Mikhail, un homme d’affaire cynique, tente d’extraire le sable d’une ancienne zone de bataille du siège de Leningrad qui abrite les corps de nombreux soldats russes. Un incident se produit et Mikhail découvre un portail lui permettant de voyager dans le temps, en pleine Seconde Guerre mondiale. Coincé entre sa réalité et des sauts temporels au cœur du front sanglant de l’Est, Mikhail se retrouve dans une quête du temps qui changera à jamais sa destinée.
Le cinéma russe est toujours plein de bonnes surprises et souvent mésestimé. Il a tendance à ne bénéficier que d'une sortie directe en vidéo. Particulièrement lorsqu'il s'agit de film de genre tel que le fantastique. Avec « Frontier », nous sommes dans cette configuration, car si le film porte un discours éminemment patriotique en évoquant la terrible bataille de Leningrad et le courage des soldats russes, le scénario s'amuse à mélanger l'historique avec le fantastique, notamment avec ce personnage d'homme d'affaire arrogant et déterminé qui va se retrouver à faire des sauts dans le temps. Une idée originale qui ne cache pas son objectif, parler de cette guerre qui fit naître tout ce qu'il y avait de plus abjecte dans le monde, mais se garde bien d'évoquer la triste gouvernance de Staline. L'histoire devient très rapidement captivante, notamment parce qu'elle va embarquer le héros dans une quête d'identité complexe.
Outre le scénario c'est la mise en scène et particulièrement l'esthétique du film qui crée la surprise. Car le réalisateur, méconnu en France, a choisi des couleurs volontairement appuyées pour donner à son film une image très distincte. A commencer par des verts de gris très présents comme si les fusils et les métaux, en général, venaient d’être déterrés du passé, ou alors des mauves très appuyés pour refléter une sorte d'atmosphère vintage et apaisante qui vient trancher avec la noirceur de l'intrigue. L'ensemble est assez remarquablement construit et participe à faire de « Frontier », un film étonnant tout autant que passionnant.
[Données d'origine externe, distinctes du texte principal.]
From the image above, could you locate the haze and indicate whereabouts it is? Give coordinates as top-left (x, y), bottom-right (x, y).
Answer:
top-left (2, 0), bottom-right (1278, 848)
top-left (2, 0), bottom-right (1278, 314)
Les effets spéciaux qui fourmillent dans le film viennent habiller la narration et provoquent des transitions aussi spectaculaires que réussit. Des colonnes de tornades grises s'abattent autour du personnage et font l'effet d'un miroir entre passé et présent. Jamais dans la surenchère, les effets spéciaux viennent habiller le film et participent à sa narration sans pour autant la cannibaliser. La distribution, quant à elle, est redoutablement efficace et même si parfois Pavel Priluchnyy, connu en son pays pour des films d'action comme « Hooked », se prend un peu les pieds dans le tapis, cela ne dessert jamais le film. Au contraire, ses inégalités donnent une forme de crédibilité à l'ensemble. Quasiment de tous les plans, il porte le film sur ses épaules et ne se laisse pas voler la vedette.
En conclusion, « Frontier » est un film intéressant autant que passionnant. L'esthétique choisit par le réalisateur, la bonne tenue des effets spéciaux et la qualité de sa mise en scène en font, certes pas un chef d'œuvre, mais en tout cas, un film réussit qui aurait pu bénéficier d'une sortie sur grand écran. Une preuve que le cinéma russe sait prendre des risques et le fait très bien.